N1234 <- lsmeans::nonest.basis(mod1234$qr)
X <- get.matrix(mod1234, testset)

lsmeans::is.estble(X, N1234)
##    1     2     3     4     5     6 
Comment 1 Russ Lenth 2015-02-06 22:31:48 UTC
Update: To make these better available for package developers, the functions nonest.basis and is.estble are now moved from *lsmeans* to the *estimability* package, available on CRAN.

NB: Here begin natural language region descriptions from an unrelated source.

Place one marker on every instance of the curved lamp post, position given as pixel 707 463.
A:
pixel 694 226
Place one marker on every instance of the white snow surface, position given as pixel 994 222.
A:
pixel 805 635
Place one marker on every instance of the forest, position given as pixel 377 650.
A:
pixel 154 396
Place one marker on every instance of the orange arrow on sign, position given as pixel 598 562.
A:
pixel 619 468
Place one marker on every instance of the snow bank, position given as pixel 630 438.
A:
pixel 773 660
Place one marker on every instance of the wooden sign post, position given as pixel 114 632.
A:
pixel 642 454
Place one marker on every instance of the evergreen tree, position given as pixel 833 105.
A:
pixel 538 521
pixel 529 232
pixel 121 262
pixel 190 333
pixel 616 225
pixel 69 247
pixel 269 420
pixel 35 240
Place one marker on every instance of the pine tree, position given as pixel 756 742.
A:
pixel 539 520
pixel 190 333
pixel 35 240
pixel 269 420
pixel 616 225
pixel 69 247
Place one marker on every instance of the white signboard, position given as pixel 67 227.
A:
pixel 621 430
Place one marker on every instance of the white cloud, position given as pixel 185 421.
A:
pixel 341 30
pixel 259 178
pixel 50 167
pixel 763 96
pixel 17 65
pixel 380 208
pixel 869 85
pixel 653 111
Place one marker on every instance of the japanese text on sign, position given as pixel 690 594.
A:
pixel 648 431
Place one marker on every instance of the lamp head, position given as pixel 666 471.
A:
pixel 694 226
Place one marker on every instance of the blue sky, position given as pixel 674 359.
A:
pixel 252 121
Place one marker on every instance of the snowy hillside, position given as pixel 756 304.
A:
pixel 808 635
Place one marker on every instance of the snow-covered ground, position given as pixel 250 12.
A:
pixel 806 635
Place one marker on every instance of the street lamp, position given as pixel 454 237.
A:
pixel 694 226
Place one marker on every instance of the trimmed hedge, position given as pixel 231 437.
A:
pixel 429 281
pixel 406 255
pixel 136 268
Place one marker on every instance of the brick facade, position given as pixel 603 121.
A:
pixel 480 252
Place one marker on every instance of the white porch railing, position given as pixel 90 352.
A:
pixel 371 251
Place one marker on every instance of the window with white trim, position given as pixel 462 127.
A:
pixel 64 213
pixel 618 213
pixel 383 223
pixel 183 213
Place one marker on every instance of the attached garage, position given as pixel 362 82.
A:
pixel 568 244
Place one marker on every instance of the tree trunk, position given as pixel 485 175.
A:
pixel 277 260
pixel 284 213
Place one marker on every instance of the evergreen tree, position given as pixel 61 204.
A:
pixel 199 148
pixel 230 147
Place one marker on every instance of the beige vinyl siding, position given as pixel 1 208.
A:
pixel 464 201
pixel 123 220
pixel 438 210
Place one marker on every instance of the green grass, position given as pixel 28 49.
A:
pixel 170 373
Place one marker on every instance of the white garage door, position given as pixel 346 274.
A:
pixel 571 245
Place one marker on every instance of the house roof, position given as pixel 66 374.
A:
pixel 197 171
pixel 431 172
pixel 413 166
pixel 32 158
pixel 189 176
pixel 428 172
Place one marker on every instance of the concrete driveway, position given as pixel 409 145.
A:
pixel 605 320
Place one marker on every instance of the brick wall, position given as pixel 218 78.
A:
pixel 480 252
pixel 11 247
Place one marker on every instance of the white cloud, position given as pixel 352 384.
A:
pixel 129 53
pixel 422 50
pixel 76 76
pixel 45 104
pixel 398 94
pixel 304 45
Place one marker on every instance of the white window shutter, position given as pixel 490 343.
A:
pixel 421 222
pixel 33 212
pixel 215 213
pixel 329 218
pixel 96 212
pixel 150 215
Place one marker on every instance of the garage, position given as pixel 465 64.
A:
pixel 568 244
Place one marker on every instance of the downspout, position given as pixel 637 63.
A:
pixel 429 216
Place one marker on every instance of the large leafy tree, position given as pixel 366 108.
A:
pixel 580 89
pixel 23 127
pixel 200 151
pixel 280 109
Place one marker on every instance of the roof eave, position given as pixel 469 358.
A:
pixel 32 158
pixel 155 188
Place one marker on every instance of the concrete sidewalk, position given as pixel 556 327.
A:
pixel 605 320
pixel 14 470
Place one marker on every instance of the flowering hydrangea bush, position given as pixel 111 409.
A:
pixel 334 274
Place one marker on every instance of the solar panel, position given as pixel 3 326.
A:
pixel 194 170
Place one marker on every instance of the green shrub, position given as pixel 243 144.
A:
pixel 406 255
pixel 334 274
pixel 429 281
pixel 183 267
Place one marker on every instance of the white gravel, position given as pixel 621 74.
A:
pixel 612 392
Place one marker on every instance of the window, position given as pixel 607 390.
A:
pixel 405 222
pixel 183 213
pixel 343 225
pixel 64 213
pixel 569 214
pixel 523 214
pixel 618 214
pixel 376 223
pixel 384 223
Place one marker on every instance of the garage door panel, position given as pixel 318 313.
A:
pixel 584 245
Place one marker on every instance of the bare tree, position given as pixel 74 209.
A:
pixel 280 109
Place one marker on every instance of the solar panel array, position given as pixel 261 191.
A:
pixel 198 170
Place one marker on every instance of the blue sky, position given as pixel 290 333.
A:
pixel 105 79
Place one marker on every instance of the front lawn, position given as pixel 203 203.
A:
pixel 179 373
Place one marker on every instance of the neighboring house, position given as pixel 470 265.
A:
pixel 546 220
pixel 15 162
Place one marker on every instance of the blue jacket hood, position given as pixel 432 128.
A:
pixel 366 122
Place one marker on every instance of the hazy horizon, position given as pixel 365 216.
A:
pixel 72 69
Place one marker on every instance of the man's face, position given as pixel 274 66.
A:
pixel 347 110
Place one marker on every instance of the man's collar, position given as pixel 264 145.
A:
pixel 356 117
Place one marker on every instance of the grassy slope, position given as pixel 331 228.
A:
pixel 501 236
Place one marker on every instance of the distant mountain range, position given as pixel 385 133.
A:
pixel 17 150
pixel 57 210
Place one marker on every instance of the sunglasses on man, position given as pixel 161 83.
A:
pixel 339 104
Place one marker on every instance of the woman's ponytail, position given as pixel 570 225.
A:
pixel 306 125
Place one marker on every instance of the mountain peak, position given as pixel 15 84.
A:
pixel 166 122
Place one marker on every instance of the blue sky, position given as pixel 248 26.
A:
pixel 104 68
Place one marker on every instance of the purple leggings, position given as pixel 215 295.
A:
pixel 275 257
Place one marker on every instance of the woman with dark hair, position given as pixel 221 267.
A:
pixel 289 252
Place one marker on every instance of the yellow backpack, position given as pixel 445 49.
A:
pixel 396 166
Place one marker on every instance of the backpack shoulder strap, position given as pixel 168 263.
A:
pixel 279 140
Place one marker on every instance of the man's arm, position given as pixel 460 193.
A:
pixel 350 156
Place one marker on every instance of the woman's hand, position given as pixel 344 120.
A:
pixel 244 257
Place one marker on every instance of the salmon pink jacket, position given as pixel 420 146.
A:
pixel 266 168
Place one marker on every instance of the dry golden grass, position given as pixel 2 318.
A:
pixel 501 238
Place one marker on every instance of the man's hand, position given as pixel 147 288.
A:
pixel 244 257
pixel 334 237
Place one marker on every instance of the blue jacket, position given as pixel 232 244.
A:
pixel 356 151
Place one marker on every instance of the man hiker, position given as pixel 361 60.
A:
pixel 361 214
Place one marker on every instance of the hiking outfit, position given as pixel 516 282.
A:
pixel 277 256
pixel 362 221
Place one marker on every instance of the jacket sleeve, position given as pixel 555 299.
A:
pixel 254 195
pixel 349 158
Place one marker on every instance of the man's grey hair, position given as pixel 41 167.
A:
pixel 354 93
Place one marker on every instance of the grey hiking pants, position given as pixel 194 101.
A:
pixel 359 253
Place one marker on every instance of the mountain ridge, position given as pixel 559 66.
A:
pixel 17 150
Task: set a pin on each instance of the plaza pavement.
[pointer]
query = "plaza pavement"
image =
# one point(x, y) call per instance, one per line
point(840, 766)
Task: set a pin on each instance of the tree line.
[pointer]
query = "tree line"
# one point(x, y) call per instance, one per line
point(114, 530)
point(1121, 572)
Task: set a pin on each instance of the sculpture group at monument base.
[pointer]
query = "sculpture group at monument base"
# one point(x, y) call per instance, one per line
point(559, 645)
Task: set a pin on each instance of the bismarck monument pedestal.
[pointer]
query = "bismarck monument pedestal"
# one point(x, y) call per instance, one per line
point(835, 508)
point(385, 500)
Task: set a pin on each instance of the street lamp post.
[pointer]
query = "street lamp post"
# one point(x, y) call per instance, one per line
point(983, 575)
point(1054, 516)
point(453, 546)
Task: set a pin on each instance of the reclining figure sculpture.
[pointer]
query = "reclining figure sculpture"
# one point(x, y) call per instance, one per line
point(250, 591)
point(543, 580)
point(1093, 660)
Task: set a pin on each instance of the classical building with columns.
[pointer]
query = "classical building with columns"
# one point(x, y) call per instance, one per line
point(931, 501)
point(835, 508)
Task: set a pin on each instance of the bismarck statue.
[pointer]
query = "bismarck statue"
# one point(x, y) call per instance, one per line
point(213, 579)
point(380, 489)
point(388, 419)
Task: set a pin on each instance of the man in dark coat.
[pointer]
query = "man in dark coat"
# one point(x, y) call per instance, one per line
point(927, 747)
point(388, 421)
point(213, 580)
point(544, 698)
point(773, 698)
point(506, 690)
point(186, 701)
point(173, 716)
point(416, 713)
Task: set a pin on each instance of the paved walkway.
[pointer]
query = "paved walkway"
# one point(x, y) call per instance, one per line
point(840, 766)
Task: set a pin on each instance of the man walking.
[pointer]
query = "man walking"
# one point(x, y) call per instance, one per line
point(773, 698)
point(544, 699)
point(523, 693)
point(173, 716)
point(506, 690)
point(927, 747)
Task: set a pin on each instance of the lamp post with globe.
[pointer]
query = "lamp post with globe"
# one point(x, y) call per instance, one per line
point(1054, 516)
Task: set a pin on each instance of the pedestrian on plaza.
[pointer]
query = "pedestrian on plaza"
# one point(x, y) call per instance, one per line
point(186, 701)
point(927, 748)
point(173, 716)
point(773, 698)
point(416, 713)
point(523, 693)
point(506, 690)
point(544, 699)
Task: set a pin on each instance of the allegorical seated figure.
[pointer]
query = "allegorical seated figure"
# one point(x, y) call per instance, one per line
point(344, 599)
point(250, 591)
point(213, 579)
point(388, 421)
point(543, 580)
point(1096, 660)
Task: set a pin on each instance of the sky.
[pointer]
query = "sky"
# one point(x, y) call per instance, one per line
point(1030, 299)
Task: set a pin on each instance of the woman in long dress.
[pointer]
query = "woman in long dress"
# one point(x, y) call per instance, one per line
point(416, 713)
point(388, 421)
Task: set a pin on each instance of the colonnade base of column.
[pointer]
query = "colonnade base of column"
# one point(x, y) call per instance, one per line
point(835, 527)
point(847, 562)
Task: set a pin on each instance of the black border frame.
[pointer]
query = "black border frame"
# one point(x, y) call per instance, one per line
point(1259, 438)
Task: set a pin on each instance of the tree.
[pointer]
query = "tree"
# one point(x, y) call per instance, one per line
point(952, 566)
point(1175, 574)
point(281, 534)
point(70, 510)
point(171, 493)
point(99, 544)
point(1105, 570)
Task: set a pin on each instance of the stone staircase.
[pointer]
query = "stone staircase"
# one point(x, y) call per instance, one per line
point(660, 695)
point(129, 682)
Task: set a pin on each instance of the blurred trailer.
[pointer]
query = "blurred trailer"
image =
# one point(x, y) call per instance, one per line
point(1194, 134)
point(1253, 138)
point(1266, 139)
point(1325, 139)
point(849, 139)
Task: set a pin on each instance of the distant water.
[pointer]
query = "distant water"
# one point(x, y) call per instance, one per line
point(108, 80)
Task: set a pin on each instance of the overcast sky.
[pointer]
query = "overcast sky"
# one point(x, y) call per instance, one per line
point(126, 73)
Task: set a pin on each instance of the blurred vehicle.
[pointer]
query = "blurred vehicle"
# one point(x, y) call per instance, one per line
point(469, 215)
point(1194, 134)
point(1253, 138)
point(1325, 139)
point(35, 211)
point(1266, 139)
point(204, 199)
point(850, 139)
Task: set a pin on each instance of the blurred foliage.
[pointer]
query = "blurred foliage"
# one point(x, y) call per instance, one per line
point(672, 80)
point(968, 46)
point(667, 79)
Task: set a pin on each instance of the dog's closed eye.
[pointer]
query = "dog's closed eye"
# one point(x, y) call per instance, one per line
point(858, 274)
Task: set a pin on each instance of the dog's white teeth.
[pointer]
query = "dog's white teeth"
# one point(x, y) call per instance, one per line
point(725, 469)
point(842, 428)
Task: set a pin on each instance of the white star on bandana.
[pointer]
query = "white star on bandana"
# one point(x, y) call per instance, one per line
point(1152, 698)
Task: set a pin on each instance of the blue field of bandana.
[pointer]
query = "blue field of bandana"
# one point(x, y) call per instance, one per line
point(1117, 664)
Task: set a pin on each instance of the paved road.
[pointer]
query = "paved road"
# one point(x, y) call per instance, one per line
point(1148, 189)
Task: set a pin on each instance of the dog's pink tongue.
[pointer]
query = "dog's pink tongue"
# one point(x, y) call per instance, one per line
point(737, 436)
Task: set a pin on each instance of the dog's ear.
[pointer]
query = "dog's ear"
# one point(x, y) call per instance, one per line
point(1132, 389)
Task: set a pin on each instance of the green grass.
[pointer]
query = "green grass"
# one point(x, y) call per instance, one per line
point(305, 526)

Comment 2 David Firth 2015-02-17 11:49:43 UTC
In the hope that it's helpful to report here my view of this, having given this problem some thought after seeing it arise in applications:

I agree with Russ Lenth's analysis of this problem with predict.lm, and his suggested solution (which I have not checked in full detail, though).  The fact that output from predict.lm can be misleading is currently the subject of a warning to the user, but this seems less than ideal when the "misleading" cases can be detected and handled more informatively.  This probably isn't strictly a bug, since the current bahaviour is as documented.  But I think the statement in ?predict.lm that "That cannot be checked accurately" is too strong, and is not correct in the sense that /accurately enough/ ought to be achievable.  If a given "newdata" point is /very close/ to the subspace necessary for estimability, then continuity limits the extent to which the predict.lm output can be misleading.  On the other hand, newdata-values that are far from that subspace will usually yield (sometimes grossly) misleading output from predict.lm, and this can be reliably detected.